Error-3:- You have set the value of $desc1 to "1" which means you would like site Search to load a file called "site_Search.desc" from the directory site Search is resident. To understand the meaning of "$desc1" variable refer to part 1. Either the file is not present or it does not have read permissions.
Error-4:- The "$base_path" variable you specified in the "site_Search.conf" file does not seem to a valid directory or does not have read permissions. Check the variable "$base_path" in the "site_Search.conf" file.
Error-5:- No filetypes have been specified to search in the "@filetypes" variable. Refer part 1 to understand the meaning of this variable and configure it accordingly.
Error-6:- The scratch directory specified by the "$scratch" variable either does not exist, does not have read, wirte and/or execute permissions. Also the scratch directory has to within the "$base_path".

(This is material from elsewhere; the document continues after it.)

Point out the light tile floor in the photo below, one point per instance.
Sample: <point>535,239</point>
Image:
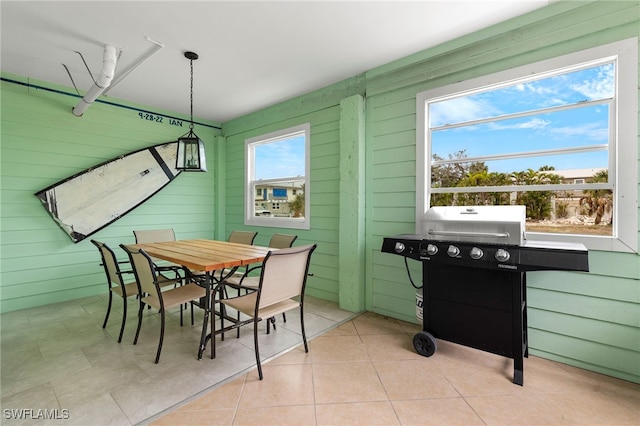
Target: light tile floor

Error-7:- The variable "$record_usage" was set to "1" in the "site_Search.conf" file which instructs site Search to record its usage. The usage is recorded in a file called "site_Search.usage" within the directory site Search is resident. Either such a file is already present and does not have write permissions or the permissions of the site Search diirectory is a causing a conflict.
Error-8:- A valid HTTP address has to be specified for the "$path_to_searchform" variable in the "site_Search.conf" file. Something like "http://www.mysite.com/search.html".
Error-9:- You specified a FORM to be included in the search output. But the FORM cannot be located in the "$form_to_use" variable. The FORM has to be a valid HTML FORM. If you want the internal FORM to be used instead , replace the value of the variable as "internal".